A director of dreams

November 13, 2016

A gifted producer, Yawar Hayat, was the first to infuse brilliance and experimentation into television plays

A director of dreams

There was a time when television was considered a lesser medium; obviously, the comparison was drawn with film. It was said that television only produced personalities, film produced stars while theatre produced actors. But, in the case of Pakistan, it was never really true. Television, despite all the limitations of the medium and tight state control, said something to the people which films repeatedly failed to do.

Teleplays emerging from under the draconian social and political censorship managed to talk relevance in a society that was scared of facing the truth and recoiled ungracefully in face of vengeance, violence and censorship. The people who learnt the difficult craft of walking this tight rope comprised the first batches of television producers, skilfully negotiating the space between the rock and the hard place to still appear relevant. One of the brightest of that lot was Yawar Hayat.
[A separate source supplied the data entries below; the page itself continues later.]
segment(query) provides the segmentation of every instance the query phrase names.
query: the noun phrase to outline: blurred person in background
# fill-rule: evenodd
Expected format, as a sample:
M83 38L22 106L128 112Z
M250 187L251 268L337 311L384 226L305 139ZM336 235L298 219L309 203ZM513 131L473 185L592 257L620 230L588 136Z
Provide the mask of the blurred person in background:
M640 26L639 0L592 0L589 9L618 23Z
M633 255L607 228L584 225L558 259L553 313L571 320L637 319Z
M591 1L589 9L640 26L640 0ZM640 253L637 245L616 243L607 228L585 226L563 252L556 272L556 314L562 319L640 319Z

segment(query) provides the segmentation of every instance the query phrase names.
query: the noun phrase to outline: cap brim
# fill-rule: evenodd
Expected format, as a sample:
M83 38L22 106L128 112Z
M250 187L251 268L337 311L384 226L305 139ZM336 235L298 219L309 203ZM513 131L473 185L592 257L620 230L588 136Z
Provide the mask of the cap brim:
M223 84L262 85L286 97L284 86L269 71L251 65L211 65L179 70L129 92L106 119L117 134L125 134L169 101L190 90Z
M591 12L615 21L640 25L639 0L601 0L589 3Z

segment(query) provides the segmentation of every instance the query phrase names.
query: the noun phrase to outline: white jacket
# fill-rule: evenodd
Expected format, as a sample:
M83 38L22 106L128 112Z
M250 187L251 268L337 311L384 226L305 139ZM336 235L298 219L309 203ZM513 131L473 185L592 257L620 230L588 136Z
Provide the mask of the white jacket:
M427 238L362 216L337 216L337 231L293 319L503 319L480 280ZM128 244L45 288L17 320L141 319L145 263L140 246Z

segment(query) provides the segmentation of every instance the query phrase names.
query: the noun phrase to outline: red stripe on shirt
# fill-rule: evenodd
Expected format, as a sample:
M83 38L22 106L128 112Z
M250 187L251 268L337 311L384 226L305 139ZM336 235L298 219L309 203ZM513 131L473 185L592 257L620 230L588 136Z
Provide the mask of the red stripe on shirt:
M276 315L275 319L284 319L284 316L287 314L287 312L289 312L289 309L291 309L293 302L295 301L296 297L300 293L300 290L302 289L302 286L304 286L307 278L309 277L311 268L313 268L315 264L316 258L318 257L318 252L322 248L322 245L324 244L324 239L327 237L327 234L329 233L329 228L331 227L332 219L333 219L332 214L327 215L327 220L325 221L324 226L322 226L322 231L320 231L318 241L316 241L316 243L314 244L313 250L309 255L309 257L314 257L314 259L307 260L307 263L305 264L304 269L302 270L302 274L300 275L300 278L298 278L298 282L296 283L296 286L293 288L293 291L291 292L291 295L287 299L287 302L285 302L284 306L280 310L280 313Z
Strikingly handsome, he was something of a maverick artist who lived only in the world of dreams. But that afforded solid foundation to his creativity. One of the first to infuse brilliance into television plays, he could delve deeper into the scripts and characters to engage purposefully with the human condition as it existed in the second half of the twentieth century in a society like Pakistan.

Pakistan Television Lahore was a tiny studio in the premises of Radio Pakistan. In its office across the road, in a crumbling colonial era bungalow, all the producers sat in two large rooms. The roof was rickety and mud kept dropping at regular intervals from the ceiling. The walls of the rooms were partially covered with chiks to conceal the peeling of the plaster and whitewash on the walls. Small tables were individual offices of these producers and from those tables one could tell whether Mohammad Nisar Hussain or Kunwar Aftab would be found at this point in this building. Many artistes, actors, singers, musicians and writers were found in those rooms or the lawns outside chatting, gossiping, waiting, pondering or in a state of anxiety that precedes a performance.

At his best, he was tackling obscure situations and character types than dealing with stock characters and situations on television which was the forte of our cinema.

Whenever a table was occupied with people huddled around, it was a clear signal that a rehearsal of a play was on. In such huddles, a strikingly handsome figure would be at the centre of it all as one got to know Yawar Hayat.

In the smaller circle of viewership, television initially achieved its highest quality. The producers could cater to a public that held a certain expectation of the programmes and was not as wildly diverse as it became when the outreach of television grew. So when plays were telecast live in the beginning, the standards to follow were known and were achieved. Gradually, these standards started to get fuzzy as there were many interpretations to what a good programme or particularly a play meant. Yawar Hayat achieved his greatest creative boost when playing to small audiences with plays of highest aesthetic quality.

Pakistani cinema was criticised for lacking realism and portraying an image that furthered the-song-and-dance fantasy. Television, in contrast, was its exact opposite where the possibility of fantasy was also minimised by the limitations of the medium. But it was not only the limitation of the medium that remote-controlled the plays but a deliberate policy of fostering realism and providing something to the viewers that cinema did not.

But this mantra of realism also made the teleplay predictable and at times shying away from experimentation. The absence of experimentation is what made the teleplay drag at one level of interpretation; and producers like Yawar Hayat were acutely aware of that. Therefore, they introduced the element of artistic ambiguity in the production of the plays. The ambiguity was not about lack of grip on the craft of production but on the certainty that a certain type of realism did not offer itself to multiple levels of interpretation.

The experiments in the West particularly were seen as an example of this trend, and Yawar Hayat -- within the limitations of the medium -- experimented like no other producer. Especially in those early days of television, Lamp Post was a tremendous production that opened the subject matter and complexities of human condition, not contingent upon the certainty of resolution or having a firm grip on the fluidity of the human situation.

At his best, he was tackling obscure situations and character types than dealing with stock characters and situations on television which was the forte of our cinema. But the first transition to such themes and scale was also initiated by Yawar Hayat in Jhok Siyal. The challenge was to distinguish the stock situation with its characters from becoming the replica of the film stereotype. He was successful at this, though it must be added that others who followed him were not that careful or sensitive and started to produce the poor man’s versions of the film type.

He also lived close to my house in the big sprawling bungalow of Anwar Kamal Pasha. In the outhouses of that house many destitute, aspiring, unsuccessful and shattered artistes lived hoping and dreaming to satiate their creative outbursts. One often saw Maharaj Kathak drying his clothes and Nahid Siddiqui playing a dutiful shagird but Yawar Hayat, rarely seen in the sunlight, was a night bird and relished the nocturnal scape while working on a production in the studios. The big bungalow is gone but for decades the portion where Yawar Hayat lived with his family stayed intact. In fact, it is still there but in a state of advanced decay.